Au cours de la visite, l’administration fiscale a emporté notamment des bons de commande et des factures trouvés dans une poubelle, ainsi qu'une grande boîte contenant des bons de commande et des bordereaux de livraison récupérés dans un conteneur pour papier et carton. Avec l'accord du directeur les agents du SPF Finances ont également copié les données numériques de l'ordinateur de l'entreprise.
Dans le cadre de la réclamation de TVA qui a suivi (entraînant des amendes proportionnelles s'élevant à 498.204,32 euros), la société a soudainement prétendu que l'administration fiscale avait outrepassé ses pouvoirs lors de la visite. Elle a allégué que cette visite équivalait à une véritable perquisition, violant l'article 8 de la Convention européenne des droits de l'homme et que les preuves ainsi obtenues ne pouvaient pas être utilisées. Le tribunal de première instance de Namur a donné raison à la société et a jugé que l'administration fiscale n'était pas autorisée à ouvrir des armoires de sa propre initiative ni à fouiller dans des poubelles et des bureaux.

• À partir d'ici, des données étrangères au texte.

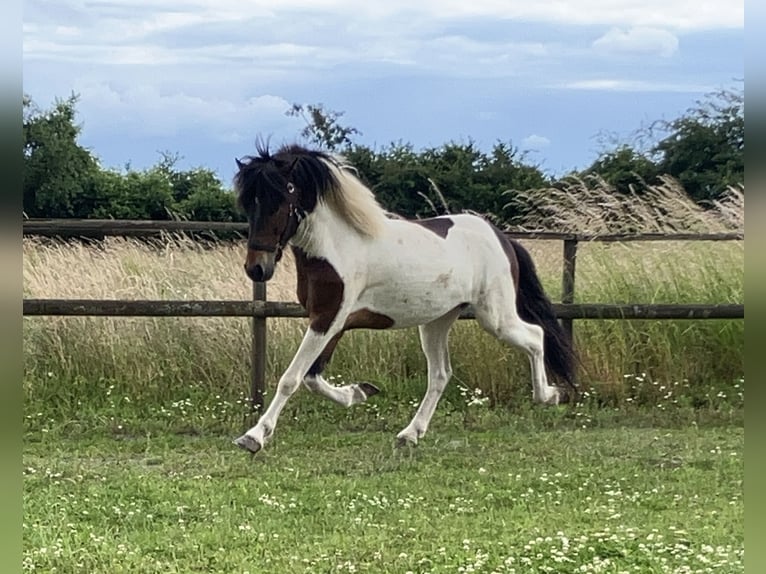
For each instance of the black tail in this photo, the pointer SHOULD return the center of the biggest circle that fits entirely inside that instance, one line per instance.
(534, 307)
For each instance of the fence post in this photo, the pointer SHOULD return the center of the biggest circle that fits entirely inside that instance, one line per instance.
(258, 375)
(567, 280)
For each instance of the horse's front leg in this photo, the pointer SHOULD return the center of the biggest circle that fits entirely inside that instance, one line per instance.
(312, 345)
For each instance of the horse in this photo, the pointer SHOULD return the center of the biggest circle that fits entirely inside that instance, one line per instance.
(358, 268)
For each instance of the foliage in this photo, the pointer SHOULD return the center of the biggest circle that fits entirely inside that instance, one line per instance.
(450, 178)
(58, 173)
(323, 127)
(626, 169)
(703, 150)
(62, 179)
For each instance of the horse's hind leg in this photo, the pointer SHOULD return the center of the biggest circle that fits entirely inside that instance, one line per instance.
(434, 342)
(499, 317)
(345, 395)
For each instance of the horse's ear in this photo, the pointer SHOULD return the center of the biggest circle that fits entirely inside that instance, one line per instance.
(292, 165)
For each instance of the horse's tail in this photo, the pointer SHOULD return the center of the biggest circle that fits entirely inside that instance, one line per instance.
(534, 307)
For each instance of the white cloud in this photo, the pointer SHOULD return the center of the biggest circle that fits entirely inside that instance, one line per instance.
(147, 111)
(535, 142)
(638, 41)
(621, 85)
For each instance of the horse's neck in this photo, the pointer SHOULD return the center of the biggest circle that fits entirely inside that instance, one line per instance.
(324, 233)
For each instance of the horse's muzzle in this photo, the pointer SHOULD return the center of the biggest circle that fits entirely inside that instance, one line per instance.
(259, 265)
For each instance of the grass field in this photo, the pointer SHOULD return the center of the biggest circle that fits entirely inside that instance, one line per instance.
(129, 466)
(544, 490)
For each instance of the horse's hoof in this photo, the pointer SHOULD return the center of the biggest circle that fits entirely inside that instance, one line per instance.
(368, 389)
(403, 441)
(248, 443)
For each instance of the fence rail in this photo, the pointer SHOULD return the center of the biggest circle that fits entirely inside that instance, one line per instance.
(259, 309)
(266, 309)
(95, 228)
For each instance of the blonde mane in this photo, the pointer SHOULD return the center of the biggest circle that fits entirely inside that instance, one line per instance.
(354, 201)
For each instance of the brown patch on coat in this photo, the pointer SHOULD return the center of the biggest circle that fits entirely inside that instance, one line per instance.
(320, 291)
(362, 319)
(439, 225)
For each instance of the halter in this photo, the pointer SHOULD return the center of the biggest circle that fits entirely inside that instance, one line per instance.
(294, 218)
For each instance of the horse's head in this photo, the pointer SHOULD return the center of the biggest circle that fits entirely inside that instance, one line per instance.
(276, 192)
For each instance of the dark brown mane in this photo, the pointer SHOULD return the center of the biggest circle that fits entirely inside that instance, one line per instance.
(266, 176)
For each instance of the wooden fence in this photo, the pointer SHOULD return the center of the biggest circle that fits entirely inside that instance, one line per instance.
(260, 309)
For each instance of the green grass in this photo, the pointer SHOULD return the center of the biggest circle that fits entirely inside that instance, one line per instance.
(126, 485)
(487, 491)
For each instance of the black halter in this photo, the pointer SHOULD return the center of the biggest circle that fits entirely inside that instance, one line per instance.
(296, 215)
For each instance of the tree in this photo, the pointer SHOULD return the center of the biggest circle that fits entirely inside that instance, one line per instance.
(625, 168)
(705, 148)
(57, 172)
(323, 126)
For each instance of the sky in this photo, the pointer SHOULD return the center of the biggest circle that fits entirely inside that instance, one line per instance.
(560, 80)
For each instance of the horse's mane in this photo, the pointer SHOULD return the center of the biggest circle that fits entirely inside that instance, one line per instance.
(331, 179)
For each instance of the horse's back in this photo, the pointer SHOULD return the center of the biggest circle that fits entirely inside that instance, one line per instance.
(421, 270)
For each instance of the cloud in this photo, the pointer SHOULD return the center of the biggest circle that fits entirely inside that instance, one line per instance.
(638, 41)
(535, 142)
(622, 85)
(147, 111)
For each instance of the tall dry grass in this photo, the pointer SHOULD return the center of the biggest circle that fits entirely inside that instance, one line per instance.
(74, 359)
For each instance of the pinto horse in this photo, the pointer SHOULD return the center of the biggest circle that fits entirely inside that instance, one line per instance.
(358, 268)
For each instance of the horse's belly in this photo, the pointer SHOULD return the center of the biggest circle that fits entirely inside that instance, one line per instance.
(408, 306)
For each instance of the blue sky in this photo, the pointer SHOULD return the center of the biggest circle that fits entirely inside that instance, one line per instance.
(204, 78)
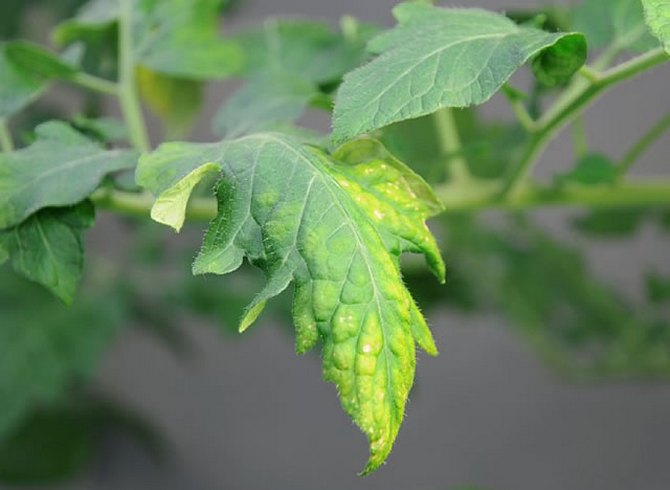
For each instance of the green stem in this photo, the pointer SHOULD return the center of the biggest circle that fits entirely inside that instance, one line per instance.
(6, 142)
(579, 136)
(572, 104)
(633, 193)
(129, 99)
(450, 144)
(96, 84)
(649, 138)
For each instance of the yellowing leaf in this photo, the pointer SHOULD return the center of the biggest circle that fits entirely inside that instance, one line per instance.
(334, 225)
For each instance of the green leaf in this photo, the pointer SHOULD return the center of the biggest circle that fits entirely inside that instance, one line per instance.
(47, 248)
(592, 169)
(334, 225)
(180, 38)
(33, 58)
(49, 447)
(45, 345)
(17, 87)
(264, 104)
(657, 15)
(93, 18)
(438, 57)
(60, 169)
(103, 129)
(658, 288)
(612, 222)
(173, 37)
(308, 49)
(614, 22)
(176, 101)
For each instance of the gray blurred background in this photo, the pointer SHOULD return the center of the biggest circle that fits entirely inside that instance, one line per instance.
(249, 414)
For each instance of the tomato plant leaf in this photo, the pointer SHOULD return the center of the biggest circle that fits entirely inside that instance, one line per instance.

Se référant à l'arrêt de la Cour constitutionnelle du 12 octobre 2017, la Cour d'appel de Liège a toutefois déclaré que le droit de recherche de l'administration fiscale dépend de la question de savoir si le contribuable émet une opposition aux actes d'investigation. Étant donné que l'administration fiscale n'a pas un droit de perquisition, elle ne peut pas mener d'investigation lorsque le contribuable s'oppose à la visite de ses locaux professionnels. Selon la Cour d'appel de Liège, l'article 63, paragraphe 1er du Code de la TVA accorde aux agents compétents un accès libre aux locaux professionnels pour, entre autres, examiner les livres et documents qui s’y trouvent. Le fait que ces livres ou documents soient éventuellement rangés dans une armoire, un tiroir ou une poubelle ne constitue pas un obstacle au pouvoir d'investigation tant que le contribuable ne s'y oppose pas et coopère (cette collaboration est nécessaire, par exemple, lorsque les armoires sont verrouillées et qu'une clé ou un code est nécessaire pour les ouvrir). La Cour d'appel a constaté qu'il n'y avait aucune preuve que la société (par le biais de ses directeurs présents) se soit opposée de quelque manière que ce soit aux actes d'investigation de l'administration fiscale lors de la visite. Les PV de la visite montrent le contraire, à savoir que la société a activement collaboré à la visite. La Cour d'appel a donc jugé que la visite fiscale avait été légalement effectuée.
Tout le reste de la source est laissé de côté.